Winchester woman needs organ donation
Tom Van Dusen
Nation Valley News
WINCHESTER – Tina VanBreugel is hoping that someone, even a complete stranger, will step forward and save her life.
Van Breugel needs a new liver to continue… and his options are limited. Between friends and family, they are almost exhausted. The last family member to be tested was her 17-year-old daughter Adrianna, who was not a match.
As for the list of liver transplants in the province, the formula used does not give the resident of Winchester a very high mark. While it’s still possible that she’ll be a perfect fit for a liver donation and go up the list at the last minute, that’s a long way off!
What can VanBreugel offer in exchange for donating a liver? Only the reward of saving a life! A donor would give up 30 percent of a healthy liver, with the remaining organ having to regenerate completely within several weeks; in a successful procedure, the beneficiary’s share would also develop fully over a six-month payback period.
The transfer would take place in Toronto and the donor’s expenses would be covered, says VanBreugel. Clearly, there is nothing to be gained financially … only lasting gratitude!
It is difficult to match a liver recipient with a donor. Various criteria are applied starting with blood group (A + in the case of VanBreugel), body mass and other considerations.

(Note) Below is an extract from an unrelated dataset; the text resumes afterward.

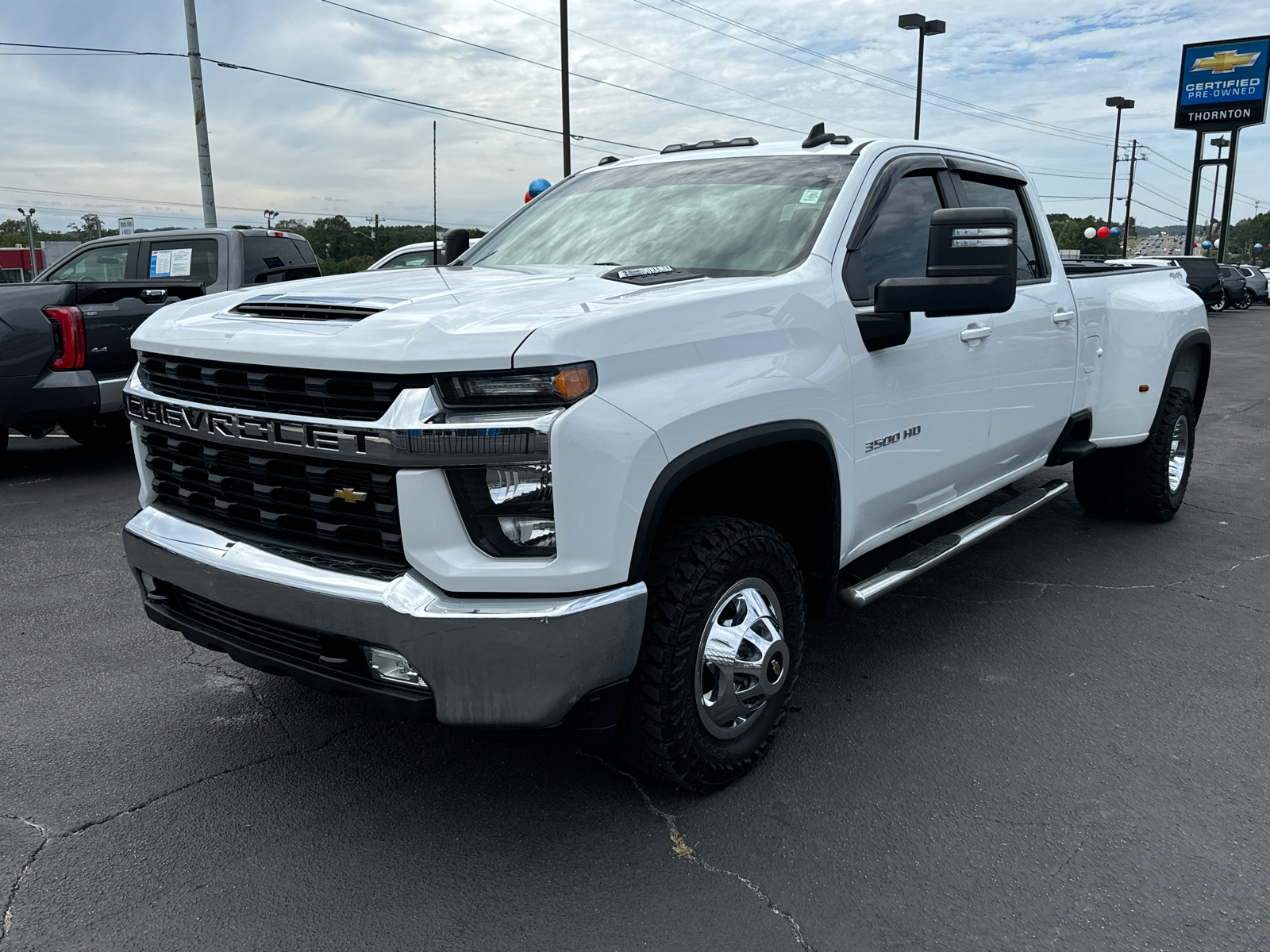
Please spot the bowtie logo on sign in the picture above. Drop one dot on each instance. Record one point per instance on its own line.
(1223, 86)
(1225, 61)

She has nowhere to turn except to the public. She says a social media campaign is planned to describe her plight. Fundraising is not one of them at the moment as she will only incur additional costs if she is lucky enough to receive the gift of life and go to Toronto: “I don’t need to. money… I need a liver!
She has no idea how much time she has left. In fact, the prognosis two years ago when she fell ill was six months to a year, a result she is glad she exceeded. On the other hand, she feels like she is living on borrowed time.
While chatting in the courtyard of the Fred Street house where she lives with her parents and sister, VanBreugel doesn’t try to cover up what put her in the position she is in… she got drunk there. !
“With a lot of people in my situation, it’s cirrhosis,” she says, admitting it’s been caused by heavy drinking for too many years. She admits to being an alcoholic and receives regular AA support.
Stage 4 liver disease (the final stage) has taken its toll on VanBreugel physically: she has lost about half of her previous 200-pound body weight, her muscles are degenerating, she needs a cane or a walker to cover any distance, she barely sleeps, and once a week she has to go to the Ottawa Hospital to get several liters of accumulated body fluid out of her stomach.
A personal support worker at a local long-term care home for most of her career, she now needs the support of her parents and other family members. Mother of three children, VanBreugel and her husband are separated but remain friends.
“It’s funny… as soon as I quit drinking two years ago, I got sick. Maybe I should never have stopped! She specifies that she is joking.